According to Political Correction, the 11 most significant ones in the last century included:
“Hawk’s Nest Tunnel: At least 764 dead
Texas City Port Explosion: Approx. 4,000 casualties
Consol No. 9 Mine Disaster: 78 dead
Sunshine Silver Mine Fire: 91 dead
L’Ambiance Plaza Building Collapse: 28 dead
Exxon Valdez Spill: 11M-30M gallons of crude spilled
Phillips 66 Explosion: 23 dead
Imperial Foods Fire: 25 dead
BP Refinery Explosion: 15 dead
Upper Big Branch Mine Collapse: 29 dead
Deepwater Horizon Drilling Disaster: 11 dead”

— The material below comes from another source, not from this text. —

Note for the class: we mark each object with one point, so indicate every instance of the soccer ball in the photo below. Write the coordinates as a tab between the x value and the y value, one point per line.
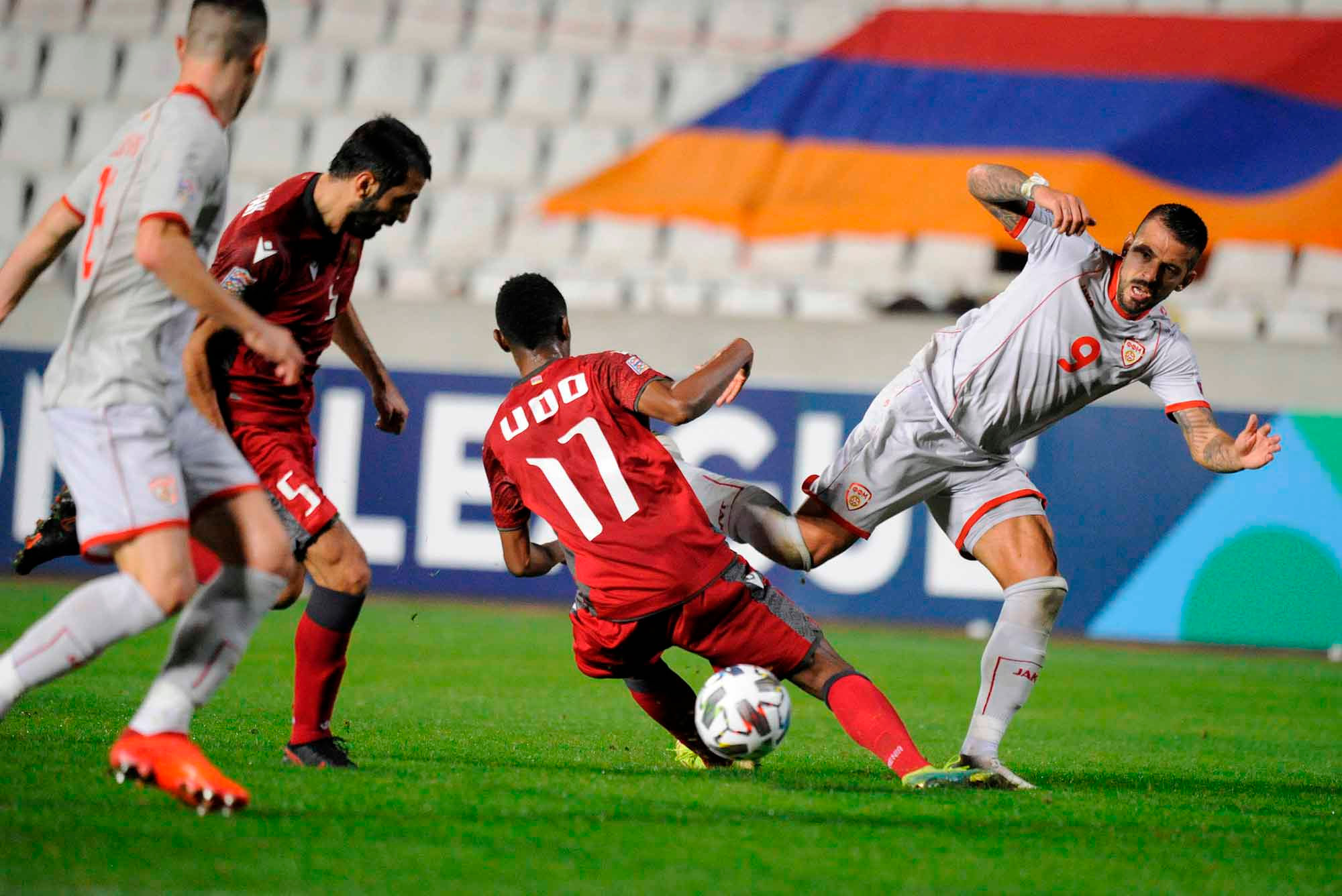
743	713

The International Business Times (IBT) said “Texas Republicans helped chemical (company Arkema) lobby against safety rules” – likely contributing to two August 31 explosions at its Crosby plant, 25 miles from Houston, releasing toxic smoke and chemicals into the air and water.
“The effort to stop the chemical plant safety rules was backed by top Texas Republican lawmakers, who have received big campaign donations from chemical industry donors,” IBT explained.
The plant was earlier fined for 10 “serious” violations this year. Five of the company’s six plants are near Texas’ southeast coast. Floodwaters pose a serious risk for further explosions, releasing more toxins into the air and water.
The Trump administration was instrumental in blocking chemical plant safety regulations. Supportive federal and state lawmakers received large industry political contributions.
Texas Senators John Cornyn and Ted Cruz got $408,000 and $234,000 respectively from the chemical industry over the course of their political careers.
It buys a lot of industry-friendly legislation and regulatory laxness.
The death toll from Hurricane Harvey stands at 31 so far. The human health toll, unfolding for months and years ahead, could be staggering – likely tens of thousands of area residents harmed, maybe millions, on their own with little or no federal or state aid.